Сегодня, царевичи, я полагаю, что, даже если бы иль-накибу не дали взятку, он не отказал бы дервишам и факирам в их просьбе, хоть и понимал истинные причины их жалобы. Однако ему нужен был веский довод, чтобы лишить народ его святой. Золото склонило чашу весов не в пользу Хамене, и она получила приказ, запрещавший ей в будущем мешать молитвам, которые факиры и дервиши читали над могилами, и грозивший старухе суровыми карами, если она посмеет вновь сунуться на кладбище.
Сей приказ сразил бабулю наповал! Она хотела даже пойти в народ и заставить людей выступить против иль-накиба и его взысканцев, да так, чтобы их услышал сам царь Дамаска, но отказалась от этого замысла, ибо получила весьма лестное приглашение.
«Ты и есть добрая святая Хамене?» — спросил нарядно одетый раб приятной наружности.

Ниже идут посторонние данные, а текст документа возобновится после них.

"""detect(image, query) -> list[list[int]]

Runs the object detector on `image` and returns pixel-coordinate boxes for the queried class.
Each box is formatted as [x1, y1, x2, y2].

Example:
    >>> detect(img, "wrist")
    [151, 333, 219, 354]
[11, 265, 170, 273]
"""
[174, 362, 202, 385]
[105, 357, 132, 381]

«Да», — отвечала моя прабабка.
«В таком случае, — продолжил незнакомец, — ты весьма обяжешь моего господина, если окажешь ему любезность и придешь к нему помолиться. Это богатый армянский торговец, он остановился в соседнем хане и будет весьма благодарен тебе за такую милость».

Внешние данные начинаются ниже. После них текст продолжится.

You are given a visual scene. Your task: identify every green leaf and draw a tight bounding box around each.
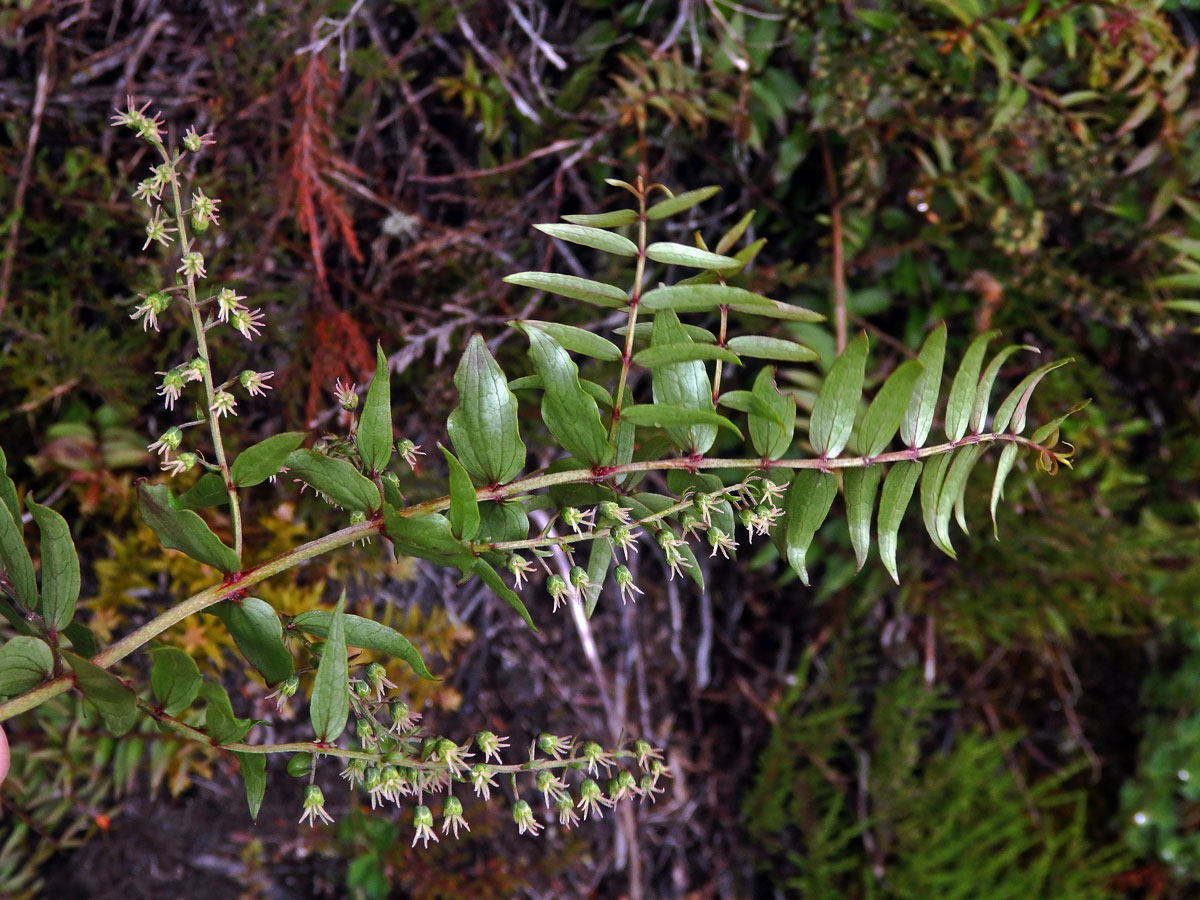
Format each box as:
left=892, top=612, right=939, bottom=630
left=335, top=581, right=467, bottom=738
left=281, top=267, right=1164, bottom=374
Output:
left=150, top=647, right=203, bottom=715
left=620, top=403, right=742, bottom=437
left=512, top=319, right=622, bottom=362
left=638, top=285, right=773, bottom=312
left=287, top=450, right=382, bottom=512
left=63, top=657, right=138, bottom=738
left=170, top=468, right=229, bottom=509
left=138, top=481, right=239, bottom=575
left=858, top=359, right=922, bottom=458
left=878, top=460, right=922, bottom=584
left=841, top=465, right=883, bottom=569
left=946, top=330, right=1000, bottom=440
left=784, top=468, right=840, bottom=586
left=472, top=559, right=538, bottom=631
left=991, top=444, right=1021, bottom=540
left=809, top=335, right=868, bottom=458
left=893, top=325, right=946, bottom=448
left=522, top=328, right=612, bottom=466
left=652, top=310, right=716, bottom=454
left=446, top=335, right=526, bottom=485
left=25, top=497, right=79, bottom=631
left=635, top=241, right=739, bottom=269
left=354, top=343, right=391, bottom=473
left=967, top=344, right=1039, bottom=434
left=0, top=489, right=37, bottom=610
left=288, top=610, right=438, bottom=682
left=534, top=224, right=637, bottom=257
left=646, top=185, right=721, bottom=222
left=210, top=596, right=295, bottom=685
left=563, top=209, right=637, bottom=228
left=634, top=341, right=742, bottom=368
left=504, top=272, right=629, bottom=310
left=0, top=635, right=54, bottom=697
left=748, top=368, right=796, bottom=460
left=438, top=444, right=479, bottom=541
left=992, top=356, right=1075, bottom=434
left=725, top=335, right=818, bottom=362
left=233, top=750, right=266, bottom=822
left=308, top=589, right=350, bottom=744
left=226, top=434, right=307, bottom=489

«Что ж, дело хорошее, — недолго думая, решила бабуля, — надо спешить, пока дервиши и факиры не опередили меня. Лавки и ханы ничем не хуже окрестных гробниц. Я еще найду способ отомстить этим ханжам в другое время и в другом месте. И, если торговцы будут слушать меня как следует, я скажу им всё, что думаю о своих врагах… Кабы могла я поделиться с дервишами подношениями и распахнуть перед ними двери моего дома, они стали бы мне лучшими друзьями. Но у меня есть внучка, которую я должна вырастить и выдать замуж, и лучше я буду раздавать милостыню в своем квартале нужным людям, чем кормить каждый день тридцать таких бездельников, как они».
Так рассуждая, старая Хамене добралась до хана. Там, на роскошной софе, расположился достопочтенный старец, высокий, статный, с пышной и длинной белой бородой, в огромном тюрбане и армянском платье в широкую складку. Как только торговец завидел мою прабабку, он вышел к дверям своей лавки и со смиренным поклоном встретил Хамене. Предложив ей руку, он усадил ее на софу и сказал:
«Госпожа, узнаю руку Провидения в том, что оно привело меня в Дамаск, дабы я нашел утешение в помощи святой особы, оказавшей мне честь своим посещением».

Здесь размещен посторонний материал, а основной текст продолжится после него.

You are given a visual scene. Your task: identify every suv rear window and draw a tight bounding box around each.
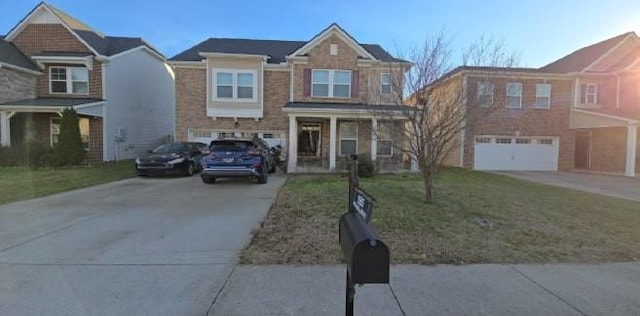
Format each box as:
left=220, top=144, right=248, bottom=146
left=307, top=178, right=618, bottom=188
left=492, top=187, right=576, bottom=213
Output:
left=209, top=140, right=255, bottom=152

«Не все, господин иноземец, — возразила Хамене, — думают так, как ты. Факиры и дервиши…»
«Госпожа, давай забудем об этих невежах. Тут, в хане, много говорят об их кознях против тебя. Их нрав всем известен, они не могут повредить твоему имени, и доверие, которое я испытываю к тебе, послужит тому доказательством… Я имел несчастье потерять любимого брата, он оставил мне все свое состояние при том, что у меня нет ни одного наследника! Могила его далеко, в горах Армении, но помолиться за него можно везде, и я прошу тебя, госпожа, помолись за усопшего брата моего прямо здесь».
«Господин, — отвечала моя прабабка, — сегодня я уже совершила положенные омовения и прочитала две утренние молитвы, а потому готова немедленно исполнить твою просьбу. Но мне надо знать, кем был покойный и какие за ним водились грехи».
«Госпожа, брат мой был торговцем, как и я. Вот его тетради с записями обо всех сделках, им совершенных. Что касается второго твоего вопроса, то покойный слишком любил женщин, вероятно, это и свело его в могилу, но, надеюсь, Мухаммад простит ему этот грех».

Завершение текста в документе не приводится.